Société [3], dont le siège social est sis Aéroport de [4] - [Localité 1] représentée par Me Xavier BONTOUX, avocat au barreau de LYON, vestiaire : 1134

DÉFENDERESSE

CPAM DU RHONE, dont le siège social est sis Service contentieux général - [Localité 2] représentée par Madame [T], munie d’un pouvoir

Notification le : Une copie certifiée conforme à :

Société [3] CPAM DU RHONE Me Xavier BONTOUX, vestiaire : 1134 Une copie revêtue de la formule exécutoire :

CPAM DU RHONE

Une copie certifiée conforme au dossier

Le 20 janvier 2014, [K] [N] a été embauché par la société [3] en tant qu’employé.

Le 3 août 2016, la société [3] a établi une déclaration d’accident du travail relative à l’accident de [K] [N] survenu le 1er août 2016 à 23h.

Le certificat médical initial, établi le lendemain du fait accidentel, fait état d’un traumatisme de l’épaule droite et le médecin a prescrit un arrêt de travail à [K] [N] jusqu’au 9 août 2016 inclus.

Par courrier du 29 août 2016, la caisse primaire d’assurance maladie (la CPAM) du Rhône a informé la société [3] de la prise en charge, au titre de la législation professionnelle, de l'accident survenu le 1er août 2016 dont a été victime [K] [N].

Dès lors, par courrier daté du 29 novembre 2019, la société [3] a formé un recours gracieux devant la commission de recours amiable (la CRA) de la CPAM du Rhône en contestation de cette décision.
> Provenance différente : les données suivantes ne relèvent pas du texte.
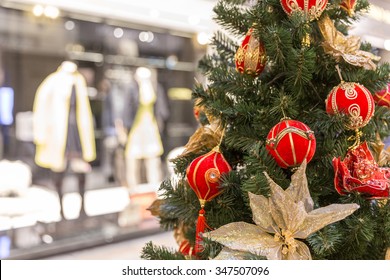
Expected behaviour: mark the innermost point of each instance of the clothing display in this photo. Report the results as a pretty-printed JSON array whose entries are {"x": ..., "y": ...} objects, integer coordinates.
[
  {"x": 55, "y": 110},
  {"x": 144, "y": 139},
  {"x": 63, "y": 127}
]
Le 8 février 2019, suite au changement de la date de consolidation par le service médical, du 29 octobre 2018 au 30 janvier 2019, une indemnité en capital a été versée le 27 novembre 2018.

Lors de sa réunion du 14 octobre 2020, la CRA de la CPAM du Rhône a confirmé l’opposabilité à l’employeur de la prise en charge, au titre de la législation professionnelle, de l’accident dont a été victime [K] [N] le 1er août 2016 et de la durée de l'arrêt de travail à compter du 1er août 2016. La CRA a ainsi rejeté la demande de la société [3].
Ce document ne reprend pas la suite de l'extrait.